Lowest/Highest Combined Surface(s)
I'm looking for a methodology (and/or preferably a software approach) to create what I'm calling the Lowest (or highest) combined surface for a set of polygons.
So if our input was these two polygons that partially overlap and definitely intersect
My Lowest Combined output would be these three polygons
Given a number of "surfaces" (3d polygons)
We've gone through a variety of approaches and the best solution we could come up with involved applying a point grid to each polygon and performing calculations to return the lowest sets of points at each grid location. The problem is that the original geometry is lost in this approach which doesn't give us a working solution.
Background
I'm looking at a variety of "surfaces" that can be represented by 3d faces (cad Speak) or polygons and usually are distributed in a shapefile (.shp). When there are two surfaces that interact I'm interested in taking either the lowest combined or highest combined surface. I'm able to do this in CAD by manually tracing out new polygons for the interaction zones - but once I get into more than a handful of surfaces this becomes too labor intensive.
The current Approach
My current approach which falls somewhere in the terrible category is to generate a point cloud from each surface on a 1m grid and then do a grid cell based comparison of the points.

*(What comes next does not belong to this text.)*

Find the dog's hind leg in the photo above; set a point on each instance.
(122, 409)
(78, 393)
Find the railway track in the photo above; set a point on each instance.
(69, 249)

I do this by using AutoCAD Civl 3D's surface Generation Tools to create a TIN from each polygon surface and then using its Surface. This is then exported to a 1m DEM file which I believe is a gridded output format.
Next each DEM file is brought into Global Mapper where I generate a single point at the center of each "elevation grid cell". Next this data is exported to a .csv file where each point contains a variety of attributes such as what the name of the surface this point came from and what its altitude is
Next once I have a set of CSV files I run them through a python script that will export the lowest point (and associated attributes) at each grid. I do everything in UTM because the UTM grid is based on meters and it makes everything easier.
Lastly we bring the point file back into global mapper - coloring each point by what surface it started from.
There a variety of issues with this approach - sometimes things don't line up perfectly and there is a variety of cleanup I have to do
Also the edges end up being jagged - as is the case because I've converted nice straight lines into a point cloud
Alternatively we came up with a similar approach in Arc GIS using the Surface Comparison tool, however it had similar limitations to what we ran into with my approach.
What I'm looking for is a way to do this automatically with a variable number of inputs. I'm willing to use just about any tool to have this done, as it seems like it shouldn't be too difficult a process
Software?
When I look at this problem from a programmers point of view it looks rather straight forward - but I'm at a total loss how to proceed. I'm assuming Stack Overflow is the correct stack exchange for this question - but if it should be somewhere else - I'm happy to move it to a different exchange.
I wasn't sure if something like Mathematica (which i have zero experience) with could handle this situation or whether there was some fancy 3d math library in python that could chop polygons up by how they interact and then give me the lowest for co-located polys.
In any case I'm willing to try anything out so please if you have an idea of what tools and/or libraries I can use to do this please share! I have to assume that there is SOMETHING out there that can handle this type of 3d geometric processing
Thanks
EDIT
Because the commenters seem confused I am not asking for code - I am asking for methodologies, libraries, support tools, or even software packages that can perform these operations. I plan to write software to do this, however, I am hoping I don't need to pull out my trig books and write all these operations by hand. I have to assume there is somebody out there that has dealt with something similar before.